Do you want to know how this works, or do you want somebody to write the tool?
I’ve been assuming the former. Automator is a scripting tool. It’s one of many scripting tools present on macOS. Automator has a nice GUI, and can encapsulate all sorts of activities. One of the many activities that Automator can invoke is a bash shell script. One type of script, calling another. A PowerShell calling a DOS batch script, for a Windows analog.
Bash and a couple of other Unix shells are the command line interface for macOS.
These command line interfaces are what are active when you launch the Terminal.app window. Term8nal.app opens up access to the Unix underpinnings. It’s a more advanced version of the traditional DOS box on Windows, and much closer to what Windows 10 with Services for Linux installed can provide, or Windows with cygwin installed.
Windows uses the DOS box or PowerShell for similar activities a macOS user might use a shell script. It’s these DOS commands that you’re seeking to mimic here with either Automator or a shell script, too.
Windows didn’t have a lot of scripting capabilities when last I was using that platform, other than cygwin, with PowerShell and SfL being more recent additions. macOS, being a different approach, can have scripts written in bash or zsh or another command shell, or in Perl or Python or various other languages.
Here, I’d write a shell script and use that. That’s the analog to The Unix batch file approach, though I’m not trying to mess around with thr file mounts and the rest, and would just access the remote server through scp. I’m also assuming thr remote system supports ssh/scp/sftp, as most now do. Windows 10 has been integrating remote-access capabilities here.

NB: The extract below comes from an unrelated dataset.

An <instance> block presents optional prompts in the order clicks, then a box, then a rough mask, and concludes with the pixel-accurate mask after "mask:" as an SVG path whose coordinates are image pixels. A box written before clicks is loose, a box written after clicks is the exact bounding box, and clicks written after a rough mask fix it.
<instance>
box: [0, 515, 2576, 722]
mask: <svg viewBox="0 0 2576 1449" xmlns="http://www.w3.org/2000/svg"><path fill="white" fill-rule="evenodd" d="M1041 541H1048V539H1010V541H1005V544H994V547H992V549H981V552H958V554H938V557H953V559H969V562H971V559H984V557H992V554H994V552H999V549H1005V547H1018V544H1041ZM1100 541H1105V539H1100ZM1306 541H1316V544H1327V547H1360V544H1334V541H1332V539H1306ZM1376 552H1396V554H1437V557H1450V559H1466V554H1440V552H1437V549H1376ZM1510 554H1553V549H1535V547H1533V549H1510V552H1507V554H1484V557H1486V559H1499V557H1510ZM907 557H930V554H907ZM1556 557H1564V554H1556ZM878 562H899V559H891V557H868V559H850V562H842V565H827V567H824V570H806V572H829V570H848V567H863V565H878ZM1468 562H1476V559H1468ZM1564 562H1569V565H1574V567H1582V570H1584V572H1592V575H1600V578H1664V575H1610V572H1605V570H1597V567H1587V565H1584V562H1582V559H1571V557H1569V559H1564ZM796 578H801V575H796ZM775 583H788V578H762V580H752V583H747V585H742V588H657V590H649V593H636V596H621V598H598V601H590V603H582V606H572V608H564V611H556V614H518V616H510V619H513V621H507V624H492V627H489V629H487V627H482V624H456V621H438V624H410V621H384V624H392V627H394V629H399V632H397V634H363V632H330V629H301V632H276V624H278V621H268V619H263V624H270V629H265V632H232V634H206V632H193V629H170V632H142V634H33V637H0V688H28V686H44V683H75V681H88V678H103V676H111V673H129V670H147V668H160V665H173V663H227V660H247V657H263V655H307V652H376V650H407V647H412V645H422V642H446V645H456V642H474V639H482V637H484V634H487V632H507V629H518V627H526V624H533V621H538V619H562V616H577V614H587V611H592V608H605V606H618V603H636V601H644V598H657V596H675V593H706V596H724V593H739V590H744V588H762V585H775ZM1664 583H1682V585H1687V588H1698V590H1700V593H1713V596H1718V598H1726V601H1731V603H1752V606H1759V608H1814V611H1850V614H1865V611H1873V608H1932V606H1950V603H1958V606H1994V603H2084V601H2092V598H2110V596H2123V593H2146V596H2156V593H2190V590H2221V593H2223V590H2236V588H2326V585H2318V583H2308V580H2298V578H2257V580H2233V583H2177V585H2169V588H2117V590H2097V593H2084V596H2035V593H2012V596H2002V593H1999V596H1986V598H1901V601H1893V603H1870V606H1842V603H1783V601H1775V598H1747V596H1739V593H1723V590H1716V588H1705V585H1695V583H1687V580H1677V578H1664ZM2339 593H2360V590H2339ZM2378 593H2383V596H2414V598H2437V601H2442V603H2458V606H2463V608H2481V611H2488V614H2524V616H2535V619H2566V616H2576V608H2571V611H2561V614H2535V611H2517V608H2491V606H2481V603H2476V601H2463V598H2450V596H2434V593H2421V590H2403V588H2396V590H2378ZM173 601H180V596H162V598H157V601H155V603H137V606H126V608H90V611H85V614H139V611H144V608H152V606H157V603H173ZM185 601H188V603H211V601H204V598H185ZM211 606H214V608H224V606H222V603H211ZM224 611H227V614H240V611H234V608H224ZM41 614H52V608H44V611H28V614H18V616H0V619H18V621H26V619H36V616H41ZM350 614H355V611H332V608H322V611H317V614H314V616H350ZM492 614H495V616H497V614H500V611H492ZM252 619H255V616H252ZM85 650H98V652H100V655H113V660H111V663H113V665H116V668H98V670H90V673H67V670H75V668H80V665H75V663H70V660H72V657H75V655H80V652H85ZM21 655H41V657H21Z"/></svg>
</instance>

Windows was never good at logging into other systems and HyperTerminal was kind of a mess, though that’s being updated. macOS extensive support for logging into the command line of other systems, usually by ssh. That is, you can issue commands on one system, then ssh info another, and issue commands there. This entirely independent of the GUI. The ssh tool also provides for file transfers, using scp and sftp. Which is what I’d use here.
Perl, Python and other available scripting choices can also work.
Some doc on invoking a shell script from Automator:
https://www.macosxautomation.com/automator/shellacaction/index.html
An Apple primer doc on shell scripting:
https://developer.apple.com/library/archive/documentation/OpenSource/Conceptual/ ShellScripting/Introduction/Introduction.html
A basic file copy:
https://www.podfeet.com/blog/tutorials-5/how-to-create-an-automator-script-to-ba ck-up-to-dropbox/
How to run a shell script from the GUI:
https://stackoverflow.com/questions/5125907/how-to-run-a-shell-script-in-os-x-by -double-clicking#5126052
If there’s no other reply here, I’ll scrounge up a little time tomorrow to write the code as a shell script and as an Automator script, as I’m away from the Mac right now, and (unfortunately) the ASC forum forum software is doing some really weird stuff with the text wrapping right now, too.